By MATTHEW MEYER | Reporter
Palisades Charter High School has locked in a new busing plan that, as expected, significantly hikes costs and ends the school’s universal transportation subsidies, but will maintain partial and full-ride busing scholarships for low-income students.
Those scholarships are considered vital to serving the school’s economically and racially diverse student body, which draws from 100 different LA zip codes.
Pali High was left scrambling for a new plan last month after the private busing service Tumbleweed Transportation unexpectedly pulled the plug on their service to the school.
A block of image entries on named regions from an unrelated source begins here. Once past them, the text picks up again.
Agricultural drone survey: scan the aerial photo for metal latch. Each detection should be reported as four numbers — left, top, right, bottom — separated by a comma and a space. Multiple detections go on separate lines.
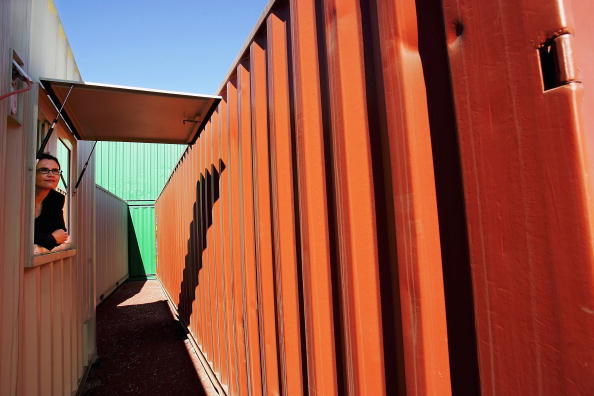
538, 33, 578, 91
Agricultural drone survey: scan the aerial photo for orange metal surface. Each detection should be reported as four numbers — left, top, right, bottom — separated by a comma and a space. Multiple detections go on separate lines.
156, 0, 594, 396
444, 0, 594, 395
291, 1, 338, 395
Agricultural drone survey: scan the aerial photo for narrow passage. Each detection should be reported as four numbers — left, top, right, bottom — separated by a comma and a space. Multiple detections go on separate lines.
81, 280, 216, 396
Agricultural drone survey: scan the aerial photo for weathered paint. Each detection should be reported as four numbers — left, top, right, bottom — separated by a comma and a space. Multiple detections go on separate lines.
156, 1, 450, 395
444, 0, 594, 395
95, 186, 128, 303
95, 142, 186, 278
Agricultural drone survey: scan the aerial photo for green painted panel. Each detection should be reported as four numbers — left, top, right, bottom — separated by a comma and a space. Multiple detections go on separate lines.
95, 142, 186, 201
128, 206, 157, 278
95, 142, 186, 278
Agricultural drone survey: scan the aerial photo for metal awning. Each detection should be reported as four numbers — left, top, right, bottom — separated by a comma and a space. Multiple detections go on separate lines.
40, 78, 221, 144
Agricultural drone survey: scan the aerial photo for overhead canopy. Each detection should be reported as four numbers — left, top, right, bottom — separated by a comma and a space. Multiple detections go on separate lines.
41, 78, 221, 144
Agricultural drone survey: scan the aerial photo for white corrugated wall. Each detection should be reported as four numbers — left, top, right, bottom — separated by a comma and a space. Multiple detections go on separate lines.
95, 186, 128, 303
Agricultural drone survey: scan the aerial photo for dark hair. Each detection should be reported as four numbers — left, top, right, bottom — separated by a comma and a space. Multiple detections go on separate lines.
37, 153, 62, 169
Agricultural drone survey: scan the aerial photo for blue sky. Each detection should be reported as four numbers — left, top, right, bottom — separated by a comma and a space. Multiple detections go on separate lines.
54, 0, 268, 94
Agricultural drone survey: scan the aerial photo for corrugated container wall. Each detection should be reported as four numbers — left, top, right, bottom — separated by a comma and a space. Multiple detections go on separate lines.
156, 0, 594, 396
95, 142, 186, 278
0, 0, 95, 395
95, 186, 129, 302
95, 142, 186, 203
128, 204, 157, 279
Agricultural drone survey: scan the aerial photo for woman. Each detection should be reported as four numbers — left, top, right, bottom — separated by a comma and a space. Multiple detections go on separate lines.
35, 153, 68, 252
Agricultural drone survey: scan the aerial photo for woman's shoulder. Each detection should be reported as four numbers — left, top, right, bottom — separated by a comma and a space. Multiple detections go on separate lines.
45, 190, 64, 205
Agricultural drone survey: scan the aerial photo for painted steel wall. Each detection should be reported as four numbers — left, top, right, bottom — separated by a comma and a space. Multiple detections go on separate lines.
95, 186, 128, 303
0, 0, 95, 395
156, 0, 451, 395
156, 0, 594, 395
95, 142, 186, 278
444, 0, 594, 395
128, 204, 157, 278
95, 142, 186, 201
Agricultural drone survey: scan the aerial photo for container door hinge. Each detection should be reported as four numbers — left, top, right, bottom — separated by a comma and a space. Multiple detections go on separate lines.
538, 33, 579, 91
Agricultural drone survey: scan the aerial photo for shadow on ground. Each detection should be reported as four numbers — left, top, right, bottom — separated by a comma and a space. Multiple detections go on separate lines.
81, 280, 205, 396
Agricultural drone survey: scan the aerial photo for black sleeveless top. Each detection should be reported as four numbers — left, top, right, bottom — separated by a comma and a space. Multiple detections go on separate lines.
34, 190, 66, 250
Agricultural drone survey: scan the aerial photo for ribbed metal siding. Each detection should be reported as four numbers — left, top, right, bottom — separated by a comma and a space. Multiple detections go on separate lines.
95, 186, 128, 303
95, 142, 186, 201
128, 206, 157, 278
156, 0, 450, 395
96, 142, 186, 278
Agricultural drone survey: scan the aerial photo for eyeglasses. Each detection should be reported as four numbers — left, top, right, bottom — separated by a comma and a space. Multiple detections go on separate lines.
37, 168, 62, 176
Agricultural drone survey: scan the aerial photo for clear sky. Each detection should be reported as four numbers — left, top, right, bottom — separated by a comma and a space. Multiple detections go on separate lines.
54, 0, 268, 94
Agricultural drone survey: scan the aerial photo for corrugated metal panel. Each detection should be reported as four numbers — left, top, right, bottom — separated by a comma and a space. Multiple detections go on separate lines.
156, 0, 450, 395
444, 0, 594, 395
128, 206, 157, 278
95, 142, 186, 201
0, 0, 95, 395
95, 186, 128, 302
156, 0, 594, 395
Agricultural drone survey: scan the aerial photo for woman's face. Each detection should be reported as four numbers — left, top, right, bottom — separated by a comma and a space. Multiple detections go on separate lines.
35, 159, 60, 190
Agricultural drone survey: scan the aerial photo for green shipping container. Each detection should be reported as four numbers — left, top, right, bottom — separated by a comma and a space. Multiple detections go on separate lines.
95, 142, 186, 279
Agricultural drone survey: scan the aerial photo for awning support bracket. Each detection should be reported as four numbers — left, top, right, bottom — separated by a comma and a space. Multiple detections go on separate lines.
35, 84, 74, 158
74, 142, 97, 192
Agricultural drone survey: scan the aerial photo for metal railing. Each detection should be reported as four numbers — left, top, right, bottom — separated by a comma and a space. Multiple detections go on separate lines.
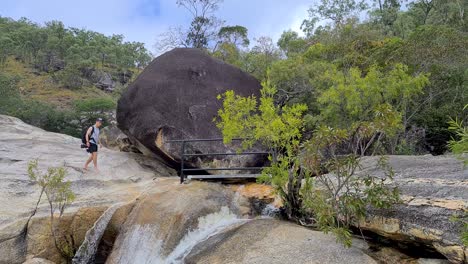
167, 138, 271, 183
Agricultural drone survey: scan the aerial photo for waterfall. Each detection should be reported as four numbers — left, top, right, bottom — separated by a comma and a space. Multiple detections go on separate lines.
114, 206, 248, 264
72, 203, 123, 264
164, 206, 248, 264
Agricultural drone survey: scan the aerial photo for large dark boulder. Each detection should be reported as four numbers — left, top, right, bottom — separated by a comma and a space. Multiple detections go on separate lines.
117, 48, 261, 167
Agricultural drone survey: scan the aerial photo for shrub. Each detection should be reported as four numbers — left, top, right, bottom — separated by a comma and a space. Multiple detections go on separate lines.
28, 160, 76, 261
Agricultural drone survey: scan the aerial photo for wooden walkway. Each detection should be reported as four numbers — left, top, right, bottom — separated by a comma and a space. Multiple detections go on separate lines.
187, 174, 261, 180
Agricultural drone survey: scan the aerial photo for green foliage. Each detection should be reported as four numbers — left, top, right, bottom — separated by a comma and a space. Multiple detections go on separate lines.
0, 17, 151, 92
301, 126, 399, 246
216, 75, 401, 246
28, 159, 75, 261
301, 0, 367, 36
317, 64, 429, 129
217, 77, 307, 217
218, 25, 250, 47
278, 30, 308, 57
0, 73, 21, 115
450, 209, 468, 246
449, 105, 468, 165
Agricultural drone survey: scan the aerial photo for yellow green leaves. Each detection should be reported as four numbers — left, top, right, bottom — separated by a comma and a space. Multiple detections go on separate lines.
216, 75, 307, 152
318, 64, 429, 126
449, 104, 468, 165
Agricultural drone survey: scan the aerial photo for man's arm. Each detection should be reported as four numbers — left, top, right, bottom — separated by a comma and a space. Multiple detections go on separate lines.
86, 127, 93, 147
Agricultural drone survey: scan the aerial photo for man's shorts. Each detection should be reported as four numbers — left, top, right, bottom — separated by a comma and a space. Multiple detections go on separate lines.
86, 143, 97, 153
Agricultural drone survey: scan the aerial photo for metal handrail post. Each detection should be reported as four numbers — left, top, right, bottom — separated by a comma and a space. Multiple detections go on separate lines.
180, 141, 185, 183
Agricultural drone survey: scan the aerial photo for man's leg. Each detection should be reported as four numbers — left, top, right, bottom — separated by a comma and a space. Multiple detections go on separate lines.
83, 153, 94, 170
92, 152, 99, 171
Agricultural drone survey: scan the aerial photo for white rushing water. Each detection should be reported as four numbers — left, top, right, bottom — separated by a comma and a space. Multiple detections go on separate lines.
113, 207, 248, 264
165, 206, 247, 264
72, 203, 123, 264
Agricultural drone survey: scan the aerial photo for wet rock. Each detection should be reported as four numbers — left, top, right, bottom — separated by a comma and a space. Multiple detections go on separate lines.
354, 155, 468, 263
107, 179, 238, 264
117, 48, 263, 167
23, 258, 55, 264
99, 125, 141, 153
185, 220, 377, 264
0, 115, 177, 263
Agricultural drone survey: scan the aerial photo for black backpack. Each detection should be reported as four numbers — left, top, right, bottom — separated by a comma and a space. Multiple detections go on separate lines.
81, 126, 94, 144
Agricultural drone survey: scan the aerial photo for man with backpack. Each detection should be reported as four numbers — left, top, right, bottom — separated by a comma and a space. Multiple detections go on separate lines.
82, 118, 102, 172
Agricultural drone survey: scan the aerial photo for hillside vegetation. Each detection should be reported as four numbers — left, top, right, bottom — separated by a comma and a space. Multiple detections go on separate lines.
0, 17, 151, 136
195, 0, 468, 154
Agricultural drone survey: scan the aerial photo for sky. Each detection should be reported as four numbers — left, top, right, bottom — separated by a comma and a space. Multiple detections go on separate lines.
0, 0, 314, 52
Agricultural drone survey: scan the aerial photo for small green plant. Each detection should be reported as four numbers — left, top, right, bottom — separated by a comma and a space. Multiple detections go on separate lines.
450, 209, 468, 247
449, 104, 468, 165
302, 127, 399, 247
28, 159, 75, 262
216, 79, 401, 246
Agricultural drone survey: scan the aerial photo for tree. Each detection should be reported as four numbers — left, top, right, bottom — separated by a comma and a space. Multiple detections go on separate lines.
217, 79, 307, 218
302, 0, 367, 36
317, 64, 429, 155
28, 160, 76, 261
216, 76, 399, 246
372, 0, 402, 34
449, 104, 468, 164
0, 36, 14, 67
156, 0, 223, 51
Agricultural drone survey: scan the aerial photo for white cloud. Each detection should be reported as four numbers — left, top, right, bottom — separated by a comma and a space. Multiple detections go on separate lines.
0, 0, 312, 50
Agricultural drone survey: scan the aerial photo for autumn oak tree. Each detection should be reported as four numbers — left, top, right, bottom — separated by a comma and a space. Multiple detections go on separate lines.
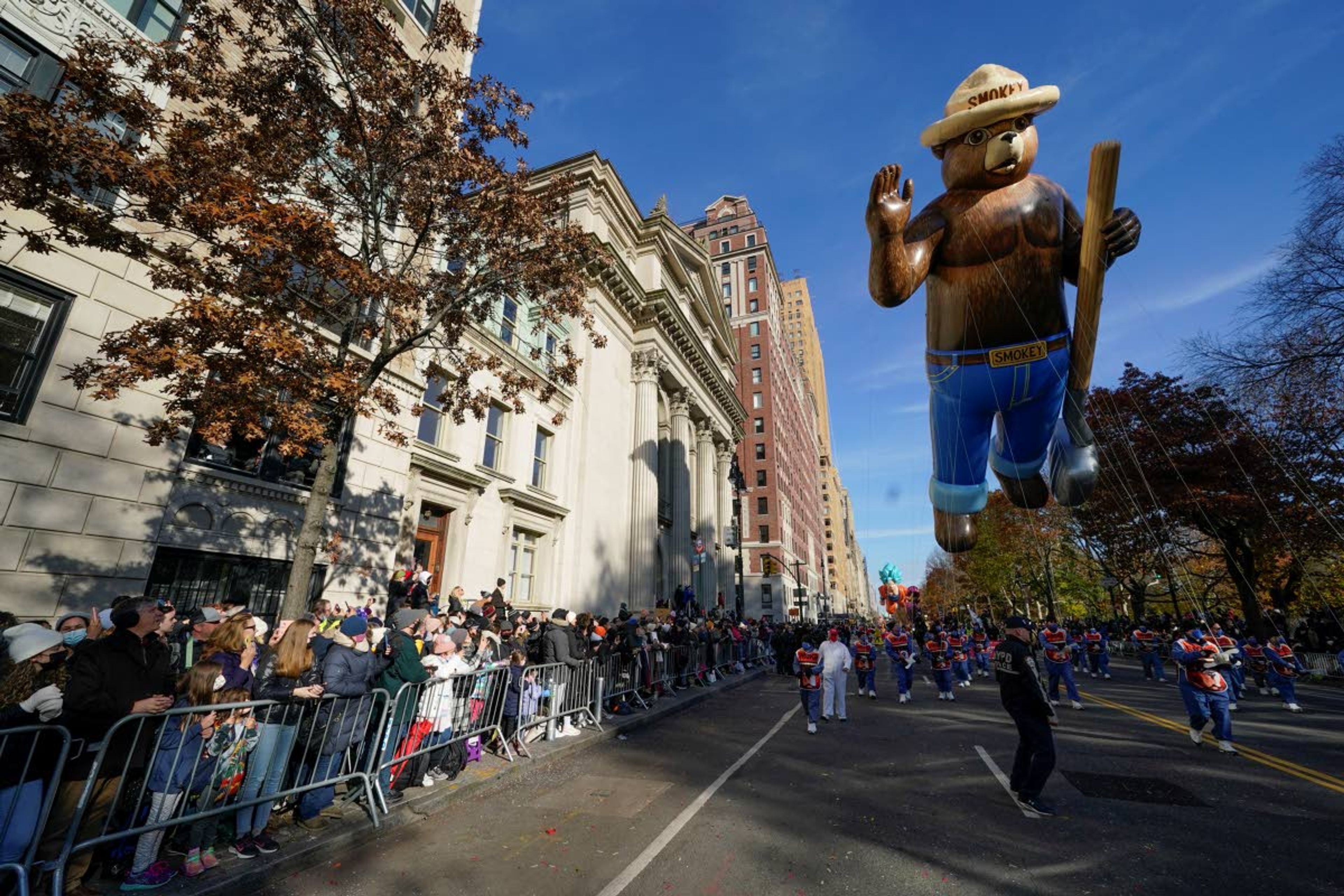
0, 0, 601, 617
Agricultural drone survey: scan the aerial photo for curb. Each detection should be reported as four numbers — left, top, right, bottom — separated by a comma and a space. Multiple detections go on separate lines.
177, 665, 774, 896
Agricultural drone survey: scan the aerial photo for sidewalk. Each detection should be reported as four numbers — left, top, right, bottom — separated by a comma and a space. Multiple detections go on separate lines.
134, 666, 773, 896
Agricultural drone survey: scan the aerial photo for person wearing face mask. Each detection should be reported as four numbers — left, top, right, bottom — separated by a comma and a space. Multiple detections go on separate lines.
1130, 625, 1167, 684
925, 625, 957, 700
819, 629, 853, 721
1037, 618, 1083, 709
1172, 626, 1237, 754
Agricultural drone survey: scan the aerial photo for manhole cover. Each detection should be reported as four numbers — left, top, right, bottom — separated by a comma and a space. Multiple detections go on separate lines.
1062, 771, 1208, 809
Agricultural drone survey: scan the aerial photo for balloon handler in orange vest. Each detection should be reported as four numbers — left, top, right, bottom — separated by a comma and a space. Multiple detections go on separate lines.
793, 641, 822, 735
1265, 634, 1306, 712
1039, 617, 1083, 709
1172, 627, 1237, 754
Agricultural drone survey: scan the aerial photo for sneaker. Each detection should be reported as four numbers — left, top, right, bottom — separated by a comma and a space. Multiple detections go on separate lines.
253, 832, 280, 856
1017, 797, 1055, 816
121, 860, 177, 892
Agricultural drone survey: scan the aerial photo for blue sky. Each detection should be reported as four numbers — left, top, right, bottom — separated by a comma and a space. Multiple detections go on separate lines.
475, 0, 1344, 602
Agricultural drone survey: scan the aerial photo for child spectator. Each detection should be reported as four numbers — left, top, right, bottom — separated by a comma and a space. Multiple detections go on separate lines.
121, 659, 223, 892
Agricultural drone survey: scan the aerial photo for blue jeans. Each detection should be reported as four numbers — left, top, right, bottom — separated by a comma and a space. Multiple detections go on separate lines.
234, 723, 298, 840
1180, 677, 1232, 740
1046, 659, 1083, 702
297, 752, 341, 821
925, 335, 1069, 513
0, 779, 42, 864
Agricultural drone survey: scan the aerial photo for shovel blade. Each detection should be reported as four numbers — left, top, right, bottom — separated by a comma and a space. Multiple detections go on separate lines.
1050, 419, 1099, 506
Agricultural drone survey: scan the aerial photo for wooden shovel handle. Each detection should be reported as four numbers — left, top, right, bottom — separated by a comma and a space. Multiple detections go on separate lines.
1069, 140, 1120, 391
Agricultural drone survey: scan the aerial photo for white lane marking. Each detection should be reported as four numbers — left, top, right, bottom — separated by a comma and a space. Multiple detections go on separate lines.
976, 744, 1040, 818
598, 704, 802, 896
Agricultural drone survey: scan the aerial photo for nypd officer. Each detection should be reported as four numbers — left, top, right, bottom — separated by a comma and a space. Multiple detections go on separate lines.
995, 617, 1058, 816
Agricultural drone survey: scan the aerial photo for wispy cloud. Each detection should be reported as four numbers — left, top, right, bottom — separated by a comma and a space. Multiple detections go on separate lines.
856, 525, 933, 541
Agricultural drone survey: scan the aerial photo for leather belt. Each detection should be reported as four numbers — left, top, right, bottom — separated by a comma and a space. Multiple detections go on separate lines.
925, 335, 1069, 367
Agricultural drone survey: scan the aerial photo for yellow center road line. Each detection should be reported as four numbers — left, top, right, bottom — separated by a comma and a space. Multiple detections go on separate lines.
1080, 692, 1344, 794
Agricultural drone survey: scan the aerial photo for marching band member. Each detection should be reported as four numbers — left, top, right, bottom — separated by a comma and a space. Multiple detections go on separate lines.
1240, 635, 1269, 696
1210, 622, 1246, 712
853, 629, 878, 700
925, 626, 955, 700
947, 627, 970, 688
820, 629, 852, 721
1172, 627, 1237, 754
1039, 617, 1083, 709
882, 622, 915, 702
1130, 625, 1167, 684
970, 623, 989, 678
1083, 629, 1110, 678
793, 641, 824, 735
1265, 634, 1306, 712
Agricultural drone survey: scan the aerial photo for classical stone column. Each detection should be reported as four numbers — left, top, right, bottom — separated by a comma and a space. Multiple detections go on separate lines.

Now Pali’s Board of Trustees has approved a contract with Durham School Services, a national transportation company with school buses in more than 30 states.
Administrators indicated that Durham was the school’s only realistic option.
The new plan will cost families $185 per month over the 10-month school year—up from the roughly $140 per month cost of Tumbleweed.
The most any student paid for the old service was $125, thanks to the school’s universal $15 subsidy for all bus-riding students. That was a luxury the school’s tightly balanced budget could no longer afford at the new prices.
The Durham buses will run comparable routes to the old service and provide a similar number of vehicles, so “the geographical coverage will be roughly the same,” Operations Consultant Don Parcell ensured.
Parcell said that in addition to Durham’s service, Pali High would also emphasize public transportation alternatives that could save families money.
“You have an option that if you as a family, as a student, want to buy the ‘all you can eat’ plan associated with the train and the bus, it’s going to be around $50 a month,” he told the board.
At that rate, students with access to LA’s metro lines could ride to Santa Monica and use the Big Blue Bus service to travel the remaining distance to campus.
Parcell knew of at least a dozen students who already travel to school using this method—though he noted the feasibility will vary drastically depending on where a family lives.
He said the school will “put this train/bus option on equal footing in terms of its presentation on the registration site to families” so they have a “clear understanding” of their options.
And when registration ends in early August, Pali High will have a clearer understanding of how the price hikes affected ridership.
The school has had to share the cost of private busing services with families since 2010, when LAUSD cut off free service to the independent charter school amid budget cuts.